The Arc de Triomphe towering at the end of the Champs Elysees fought for my attention as we strolled along Paris’s famous street. As we approached, it was evident to me that Napoleon accomplished his objective of demonstrating his power. At the same time, it seemed unreachable, guarded by a crocodile-like moat, a roundabout of several layers of cars dodging, weaving, and encircling in an endless stream. Fortunately, there is an underpass to bring pedestrians to the Arc de Triomphe.
Commissioned by French Emperor Napoleon in 1806, the Arc de Triomphe was designed to honour his Grande Armee. After his 1805 victory in the Battle of Austerlitz Napoleon said to his soldiers, “You will return home through arches of triumph”. Napoleon never saw it finished as he died in 1821 and it was completed in 1836.
Take a look at his masterpiece:
A closer look at some of the Arc de Triomphe details:
A Parade on the day we visited:
Practical Information on the Arc de Triomphe:
- Located at one end of the Champs Elysees, it is in the northwest sector of Paris.
- Pedestrian access to the underground tunnel is on the Avenue de la Grande Armee side of the circle.

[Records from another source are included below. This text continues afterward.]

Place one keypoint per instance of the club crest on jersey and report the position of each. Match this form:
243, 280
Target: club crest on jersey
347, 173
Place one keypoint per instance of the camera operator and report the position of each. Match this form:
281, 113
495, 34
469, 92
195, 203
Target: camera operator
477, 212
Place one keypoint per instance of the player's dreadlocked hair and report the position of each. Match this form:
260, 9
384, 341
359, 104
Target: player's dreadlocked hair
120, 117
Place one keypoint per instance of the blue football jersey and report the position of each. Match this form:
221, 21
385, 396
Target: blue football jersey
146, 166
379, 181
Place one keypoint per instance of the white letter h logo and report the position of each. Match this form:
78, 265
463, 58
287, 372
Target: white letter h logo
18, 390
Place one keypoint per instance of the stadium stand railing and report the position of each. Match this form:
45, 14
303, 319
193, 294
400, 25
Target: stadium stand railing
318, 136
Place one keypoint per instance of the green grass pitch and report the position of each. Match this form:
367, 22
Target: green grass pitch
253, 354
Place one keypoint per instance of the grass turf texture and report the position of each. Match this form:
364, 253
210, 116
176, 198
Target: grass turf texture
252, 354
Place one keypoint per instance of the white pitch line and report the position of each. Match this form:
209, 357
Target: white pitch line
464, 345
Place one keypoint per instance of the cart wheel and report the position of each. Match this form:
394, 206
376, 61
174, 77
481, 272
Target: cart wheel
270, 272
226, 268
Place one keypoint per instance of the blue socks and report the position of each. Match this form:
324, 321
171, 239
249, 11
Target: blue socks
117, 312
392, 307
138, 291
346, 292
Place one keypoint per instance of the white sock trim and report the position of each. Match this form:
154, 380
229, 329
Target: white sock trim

You can also access this tunnel from the Wagram exit of the Metro. You do not want to try to cross the roundabout traffic on foot.
- The Arc de Triomphe is 50m tall (164 ft). In comparison, the Eiffel Tower is 300m (984 ft).
- City views can be enjoyed only by climbing the stairs, which are open daily at 10 am. While there is an entry cost for adults, children up to age 17 are free. We opted not go up as we had been up to the top of the Eiffel Tower a few days earlier. Our other Paris highlights included a tour of the Palace of Versailles and Sacre Coeur at night.
- This is another post in my throwback series encouraged by moving all my photos to Lightroom. This post has been republished with different images. We visited France in 2012.
Have you been to the Arc de Triomphe?